Once a charismatic and well-known presence on the televangelist circuit, Schuller faded from view in recent years after watching his church collapse amid a disastrous leadership transition and sharp declines in viewership and donations that ultimately forced the ministry to file for bankruptcy.
The soaring, glass-paned Crystal Cathedral - the touchstone of Schuller's storied ministry - was sold to the Roman Catholic Diocese of Orange in 2011, and Schuller lost a legal battle the following year to collect more than $5 million from his former ministry for claims of copyright infringement and breach of contract.

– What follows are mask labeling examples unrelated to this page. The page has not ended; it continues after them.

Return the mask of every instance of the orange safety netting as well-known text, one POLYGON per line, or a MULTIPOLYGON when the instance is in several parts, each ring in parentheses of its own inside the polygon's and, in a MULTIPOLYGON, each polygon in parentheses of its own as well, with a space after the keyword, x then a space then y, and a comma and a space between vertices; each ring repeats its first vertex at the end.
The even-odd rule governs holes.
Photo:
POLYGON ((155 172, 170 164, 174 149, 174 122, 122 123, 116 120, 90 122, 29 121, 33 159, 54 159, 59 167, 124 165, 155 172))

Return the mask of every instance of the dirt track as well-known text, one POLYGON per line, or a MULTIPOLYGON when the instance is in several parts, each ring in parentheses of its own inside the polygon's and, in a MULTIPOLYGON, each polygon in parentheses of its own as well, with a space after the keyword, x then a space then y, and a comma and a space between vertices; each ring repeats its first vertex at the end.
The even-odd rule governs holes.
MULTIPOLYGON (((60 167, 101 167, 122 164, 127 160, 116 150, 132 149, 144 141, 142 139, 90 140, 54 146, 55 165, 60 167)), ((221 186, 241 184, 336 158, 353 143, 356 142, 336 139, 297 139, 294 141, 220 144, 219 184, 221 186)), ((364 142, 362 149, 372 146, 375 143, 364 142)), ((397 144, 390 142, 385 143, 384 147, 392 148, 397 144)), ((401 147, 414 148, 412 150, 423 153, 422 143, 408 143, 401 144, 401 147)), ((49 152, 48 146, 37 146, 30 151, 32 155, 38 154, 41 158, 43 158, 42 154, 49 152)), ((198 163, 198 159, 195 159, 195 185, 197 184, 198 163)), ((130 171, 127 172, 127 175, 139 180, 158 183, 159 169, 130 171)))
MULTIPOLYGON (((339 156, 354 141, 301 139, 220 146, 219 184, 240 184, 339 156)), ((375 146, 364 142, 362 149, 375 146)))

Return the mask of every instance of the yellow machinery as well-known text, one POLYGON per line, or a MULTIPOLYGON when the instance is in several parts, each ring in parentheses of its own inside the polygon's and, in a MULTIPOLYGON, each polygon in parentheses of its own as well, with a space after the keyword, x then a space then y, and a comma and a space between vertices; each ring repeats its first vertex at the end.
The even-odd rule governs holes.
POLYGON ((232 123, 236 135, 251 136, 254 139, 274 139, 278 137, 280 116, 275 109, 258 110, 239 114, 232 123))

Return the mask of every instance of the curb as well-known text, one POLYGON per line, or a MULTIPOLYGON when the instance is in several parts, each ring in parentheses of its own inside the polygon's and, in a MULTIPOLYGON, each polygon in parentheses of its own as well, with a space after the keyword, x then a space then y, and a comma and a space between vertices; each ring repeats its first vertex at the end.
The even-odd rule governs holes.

Schuller's evangelical Protestant ministry, part of the Reformed Church in America, was a product of modern technology. He and his late wife, Arvella, an organist, started a ministry in 1955 with $500 when he began preaching from the roof of a concession stand at a drive-in movie theater southeast of Los Angeles.
As CBS "Sunday Morning" reported in 2012, Schuller was one of the first to preach from the electronic pulpit of television. His ministry at its peak reached 20 million people around the globe with his weekly television broadcast.
At its peak, in the 1990s, the program had 20 million viewers in about 180 countries.
Robert Harold Schuller was born in Alton, Iowa, in 1926, and was ordained by the Reformed Church in America in 1950. He was pastor of Ivanhoe Reformed Church in Chicago from 1950 to 1955 before moving to California.
Besides his son, Schuller and his wife, Arvella, had four daughters, Sheila, Jeanne, Carol and Gretchen. Arvella Schuller died Feb. 11, 2014, after a brief illness.